The downsides, however, are often larger with students too often spending their general education time plugged into a machine and hitting levels where they will fail– and fail– and fail.

These programs can be awesome but are often incredibly expensive and far too easily abused. When people talk about being nervous of educational technology they are often talking about these programs. When people talk about educational tech as the “savior” of education they are talking mostly about these programs.

These are programs focusing on reading or math that students can go through at their own pace. Often they are created to look like video games. Students have to master skills at each level before they can move to the next level.

At their best, these programs give struggling students extra exposures to already taught material and give higher students previews of the next few concepts and ideas. At their worst, they become a way to decrease teaching and interaction in the classroom and a way to push lower students off into the corner in the name of differentiation.

While these programs can help struggling students, parents need to ask lots of clarifying questions about how schools use the programs. How much of the school day is a kid learning from a video game/program and how much of the day are they learning from their friends and teachers?

School is about the socio-emotional learning and the skills gained from hearing and working with peers as much as it is about learning foundational skills.

Moreover, these programs are pricey. The companies that make them are almost always in it for the bottom dollar so beware of the claims they make and do research before buying one!

Here are a few programs that I have used and liked:

Learning Upgrade: This program has a Reading Upgrade that has 50 levels moving from ABCs to CVC words to multisyllable words. It also has a Comprehension Upgrade working on reading comprehension skills. It also has a Math Upgrade at each grade level. You can assign struggling students a lower grade level to reteach skills from previous years. The graphics, music, and videos are great and kids love it.

Programs focused on differentiation don’t try to teach students– they focus instead on giving teachers the tools they need to teach all of their learners in their classrooms. These programs can be a powerful way to support students in general education classrooms.

While leveled learning platforms claim that they are doing differentiation by letting kids learn at their own pace there are some awesome Web 2.0 programs out there that actually let teachers differentiate their instruction.


  • On a variety of different platforms teachers can assign students reading assignments on similar topics at different reading levels. Other platforms let teachers and students search for articles by Lexile level so everyone gets an article that they can read.
  • Newsela: Teachers can assign articles to their class to read at different Lexile levels.

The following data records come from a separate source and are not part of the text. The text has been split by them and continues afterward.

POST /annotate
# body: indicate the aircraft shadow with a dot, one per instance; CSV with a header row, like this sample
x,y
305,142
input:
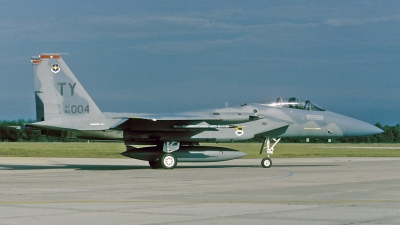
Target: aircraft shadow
x,y
136,167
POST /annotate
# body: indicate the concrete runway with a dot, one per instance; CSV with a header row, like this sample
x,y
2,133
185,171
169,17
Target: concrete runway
x,y
127,191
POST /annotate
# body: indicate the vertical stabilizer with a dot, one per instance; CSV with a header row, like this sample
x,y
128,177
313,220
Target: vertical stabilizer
x,y
58,93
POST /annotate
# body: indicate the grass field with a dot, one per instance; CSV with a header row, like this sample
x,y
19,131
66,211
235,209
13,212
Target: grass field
x,y
113,150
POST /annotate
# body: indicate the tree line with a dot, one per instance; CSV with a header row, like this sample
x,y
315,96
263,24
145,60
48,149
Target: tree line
x,y
10,134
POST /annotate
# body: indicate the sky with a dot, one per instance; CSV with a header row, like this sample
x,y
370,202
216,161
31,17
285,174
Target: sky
x,y
171,56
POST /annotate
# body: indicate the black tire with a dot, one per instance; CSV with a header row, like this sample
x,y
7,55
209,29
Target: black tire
x,y
168,161
266,162
155,164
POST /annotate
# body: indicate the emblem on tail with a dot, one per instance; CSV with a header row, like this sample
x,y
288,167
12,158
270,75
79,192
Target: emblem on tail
x,y
55,68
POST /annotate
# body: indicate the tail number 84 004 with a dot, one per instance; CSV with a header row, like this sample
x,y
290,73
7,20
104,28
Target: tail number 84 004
x,y
76,109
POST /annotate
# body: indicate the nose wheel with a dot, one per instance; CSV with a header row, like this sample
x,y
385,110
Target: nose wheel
x,y
267,162
168,161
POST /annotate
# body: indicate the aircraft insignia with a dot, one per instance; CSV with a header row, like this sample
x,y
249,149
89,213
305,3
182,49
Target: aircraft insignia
x,y
239,131
55,68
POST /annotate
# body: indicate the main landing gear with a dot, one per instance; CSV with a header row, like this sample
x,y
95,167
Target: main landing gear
x,y
167,160
267,162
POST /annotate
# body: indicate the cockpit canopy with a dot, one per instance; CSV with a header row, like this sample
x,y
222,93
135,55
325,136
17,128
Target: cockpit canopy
x,y
292,102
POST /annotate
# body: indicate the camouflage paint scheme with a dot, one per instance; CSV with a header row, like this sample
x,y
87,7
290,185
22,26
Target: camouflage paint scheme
x,y
65,109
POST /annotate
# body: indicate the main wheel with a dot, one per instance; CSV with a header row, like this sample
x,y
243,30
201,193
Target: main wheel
x,y
168,161
266,162
155,164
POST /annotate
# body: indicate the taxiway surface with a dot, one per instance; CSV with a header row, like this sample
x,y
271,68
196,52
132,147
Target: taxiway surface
x,y
126,191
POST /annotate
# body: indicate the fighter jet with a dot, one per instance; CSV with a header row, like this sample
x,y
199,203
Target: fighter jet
x,y
64,109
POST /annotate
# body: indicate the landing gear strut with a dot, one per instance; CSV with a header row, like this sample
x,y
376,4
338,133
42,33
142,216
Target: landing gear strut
x,y
167,160
267,162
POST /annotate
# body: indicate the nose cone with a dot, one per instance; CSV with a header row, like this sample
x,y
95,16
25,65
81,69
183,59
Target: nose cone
x,y
357,128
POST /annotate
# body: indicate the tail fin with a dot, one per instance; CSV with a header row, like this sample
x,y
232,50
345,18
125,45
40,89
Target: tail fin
x,y
58,93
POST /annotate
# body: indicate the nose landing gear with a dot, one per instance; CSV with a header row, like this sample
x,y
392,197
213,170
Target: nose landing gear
x,y
267,162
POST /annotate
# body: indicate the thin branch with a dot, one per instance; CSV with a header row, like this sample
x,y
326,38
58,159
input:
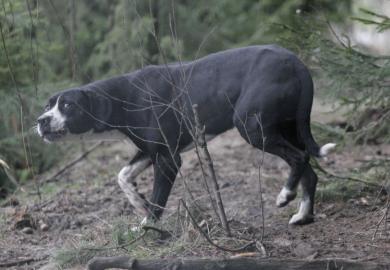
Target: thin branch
x,y
201,141
205,235
358,180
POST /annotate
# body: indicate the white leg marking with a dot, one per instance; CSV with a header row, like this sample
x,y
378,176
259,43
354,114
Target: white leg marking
x,y
325,149
285,196
126,180
303,213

That way everybody in the classroom can read articles on the same topic written at their reading level.


  • Teachers get a lot of control on digital platforms on the assignments their students receive. They can write multiple versions of an assignment—requiring different numbers of sources, words, whatever—and push out the differentiated assignments to students on their e-learning platform. It is very little extra work for a teacher and because it is online students get a little privacy about their differentiated work.

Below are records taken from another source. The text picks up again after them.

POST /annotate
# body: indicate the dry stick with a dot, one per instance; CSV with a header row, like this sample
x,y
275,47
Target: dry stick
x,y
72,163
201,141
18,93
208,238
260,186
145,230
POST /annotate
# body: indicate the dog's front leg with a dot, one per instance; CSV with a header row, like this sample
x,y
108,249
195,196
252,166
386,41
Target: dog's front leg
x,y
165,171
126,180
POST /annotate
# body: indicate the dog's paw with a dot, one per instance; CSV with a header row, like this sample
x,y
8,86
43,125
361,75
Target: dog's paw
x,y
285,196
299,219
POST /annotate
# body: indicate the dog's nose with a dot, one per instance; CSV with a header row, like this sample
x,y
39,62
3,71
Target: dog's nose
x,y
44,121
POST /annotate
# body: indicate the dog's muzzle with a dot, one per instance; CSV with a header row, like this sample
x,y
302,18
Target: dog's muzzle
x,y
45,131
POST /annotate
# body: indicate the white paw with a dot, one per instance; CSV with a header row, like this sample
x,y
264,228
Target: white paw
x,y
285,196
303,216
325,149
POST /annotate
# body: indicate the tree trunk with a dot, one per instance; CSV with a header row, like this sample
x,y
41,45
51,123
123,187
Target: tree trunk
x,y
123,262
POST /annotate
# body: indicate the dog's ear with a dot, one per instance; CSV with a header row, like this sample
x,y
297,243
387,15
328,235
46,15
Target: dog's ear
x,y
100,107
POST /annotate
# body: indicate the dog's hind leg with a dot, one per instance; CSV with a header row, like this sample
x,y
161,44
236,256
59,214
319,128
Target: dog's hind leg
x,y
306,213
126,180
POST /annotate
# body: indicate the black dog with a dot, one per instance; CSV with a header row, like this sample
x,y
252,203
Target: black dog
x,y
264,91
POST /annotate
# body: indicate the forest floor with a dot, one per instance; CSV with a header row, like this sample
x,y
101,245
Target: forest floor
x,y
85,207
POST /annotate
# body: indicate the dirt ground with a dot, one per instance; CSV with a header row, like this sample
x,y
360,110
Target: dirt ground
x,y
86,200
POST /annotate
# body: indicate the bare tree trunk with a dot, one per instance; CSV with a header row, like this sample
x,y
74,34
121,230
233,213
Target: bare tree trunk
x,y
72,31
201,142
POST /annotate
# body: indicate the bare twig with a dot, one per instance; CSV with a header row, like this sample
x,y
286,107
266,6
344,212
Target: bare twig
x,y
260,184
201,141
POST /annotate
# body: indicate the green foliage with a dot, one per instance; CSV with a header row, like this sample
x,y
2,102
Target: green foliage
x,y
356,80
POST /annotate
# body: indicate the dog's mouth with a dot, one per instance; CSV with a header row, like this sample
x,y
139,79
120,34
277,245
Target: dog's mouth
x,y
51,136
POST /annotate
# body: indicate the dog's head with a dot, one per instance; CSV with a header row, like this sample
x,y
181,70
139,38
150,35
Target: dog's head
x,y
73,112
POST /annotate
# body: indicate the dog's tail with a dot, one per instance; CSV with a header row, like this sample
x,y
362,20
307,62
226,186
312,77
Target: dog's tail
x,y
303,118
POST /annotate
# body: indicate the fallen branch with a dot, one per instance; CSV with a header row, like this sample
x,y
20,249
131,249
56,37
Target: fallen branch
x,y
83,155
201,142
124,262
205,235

  • Teachers can easily differentiate assignments by letting students do presentations or assignments in a medium of their choice. Some students might want to do a podcast while others might want to write a paper, shoot a video, or do a slide show. As long as the criteria is the same for each of the platforms, it doesn’t necessarily increase a teacher’s workload while allowing weaker writers other mediums to show of their mastery of content.


  • Digital collaboration is a fantastic way to get all students involved in learning. When an assignment is done on-line,  the teacher has the ability to set guidelines for who does what and to give students tasks that suit their strengths. Not everyone has to do the same thing on the assignment and platforms like Google make it easy to see who has done what.